Many issues of the Plastic Man title ran short 4-7 page Woozy Winks stories. Jack Cole appears to have written and drawn about half of these stories, the rest being created by other artists including Bart Tumey, Bill Ward, and Alex Kotzky.
Here’s a quivering quartet of 4-page Woozy stories that display flashes of the genius of Jack Cole.
Overall, the Woozy stories work as lighter fare in the Plastic Man books. Many of the stories have 3 tiers instead of 4, making them breezier. The writing is less complex and bizarre than the Jack Cole PLASTIC MAN stories in the same books. However, even in a light-hearted back-up filler story, Jack Cole could not keep his personal darkness at bay.
Plastic Man #34 (March 1952)
In 1952, Jack Cole changed his art style. Like many comic book artists of that time, Cole moved from a cartoony, screwball style to a more realistic and sober visual approach. This is especially evident in his Angles O’Day stories.
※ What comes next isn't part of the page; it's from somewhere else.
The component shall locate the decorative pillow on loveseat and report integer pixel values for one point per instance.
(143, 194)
You can see that style in these stories, as well. Cole has a new way of drawing faces and bodies that represents a sort of toned-down caricature style.
Check out the corkscrew-tailed balloon in the splash panel – a sure “tell” that the story comes from the constantly inventive mind of Jack Cole.
Many of the Woozy stories featured Jack Cole babes, usually lusted after and chased relentlessly by the little fat man. In this story, Cole gives Woozy a girlfriend for this one story, but she is as goofy-looking as Woozy!
Plastic Man #35 (May 1952)
From his earliest days in comics, Jack Cole loved to draw water and fire. The third panel on page one, with the erupting, orgasmic geyser is an image Cole drew over and over in his work, usually as eruption volcanoes or spewing flasks. As are the gracefully waving flames. The middle tier on page two is a particularly great sequence, and contains another “eruption” image.
Plastic Man #37 (Sept 1952)
Girls, girls, girls! And water again. Cole also loved textile patterns. Woozy’s striped, comically old-fashioned swimsuit works the same visual magic as the prison-striped uniforms of Cole’s early 1940’s Death Patrol stories. But most of all, Woozy in this story resembles Cole’s other great super-hero satire: Burp the Twerp. Check out how Cole letters the word “darrrrling” in the splash panel speech balloon, with shrinking R’s. Wow. Always growing, Cole began to capture dialects and expressive intonations by varying the size, boldness, and slant of letters in his dialogue ballons.
Plastic Man #38 (November 1952)
This 4-page wonder presents us with yet another comically attempted suicide, a device that Cole – who killed himself in 1958 – disturbingly worked into a great many of his comic book stories. In this story, Woozy suffers extreme mood swings and has to find a reason to live. The script almost works as a philosophical search by the author to find an argument for continuing or ending one’s own existence. Did I say the Woozy stories are fun to read? Gulp!